Our earlier commentary on SOAPdenovo2 provided a quick overview of an assembly. In the next few commentaries, we will cover various components of the assembly step-by-step, and then in the final commentary, we will present few comparative results to estimate quality of the assembly.
Today, we will look into the first step of the assembly – ‘preparing pregraph’. SOAPdenovo2 gives two options for completing this task. You can either use the ‘pregraph’ tool in SOAPdenovo2 by running the command ‘./SOAPdenovo-63mer-v2.04.3 pregraph [options]‘, or you can use the separate program ‘pregraph_sparse_63mer.5.1′ that comes with the package. Although we do not know whole lot about how the programs are written, based on their names, we suspect that the ‘pregraph sparse’ attempts to save memory by using sparse matrix for storing the graph. In the same vein, ABySS also uses google sparsehash to improve memory performance compared to Velvet. That way, one can run assembly with longer k-mer sizes.

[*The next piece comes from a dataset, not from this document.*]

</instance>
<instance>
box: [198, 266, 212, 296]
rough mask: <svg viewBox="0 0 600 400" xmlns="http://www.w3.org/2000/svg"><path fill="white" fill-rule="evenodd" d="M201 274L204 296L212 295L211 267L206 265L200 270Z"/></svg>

The commands for running the pregraph program is shown above. All parameters except ‘-p 32′ are essential. Additionally, we skipped few parameters and let pregraph program use the default numbers. The format of config file is given in our previous commentary on SOAPdenovo2.
Input library: As we mentioned, the input libraries had a total 600M 99mer reads.
Time to run: The pregraph program took three hours to run in a server with 32 64 bit AMD processors. The server was busy with another large task from a different user. So, pregraph program may take less time for you.
RAM: The pregraph program used 46G of RAM.
Output: The program produced 11 output files. We are going through them one by one to describe what they contain [This post will be updated].
outPG.ht_content (30G), outPG.ht_idx (152M), outPG.edge.gz (332M) – these three are binary files and the main output files generated by pregraph program.
outPG.sparse.edge (FASTA, 1.3G), outPG.preArc (FASTA, 215M), outPG.vertex (78M) – these three are text files with additional information on the edges and nodes.
outPG.kmerFreq – small text file with statistical information on kmer frequency.
outPG.preGraphBasic – tiny text file with number of edges, vertices, etc.
edge_num_stat.txt, edge_len_stat.txt, edge_cvg_stat.txt – these three are another three text files with various stats.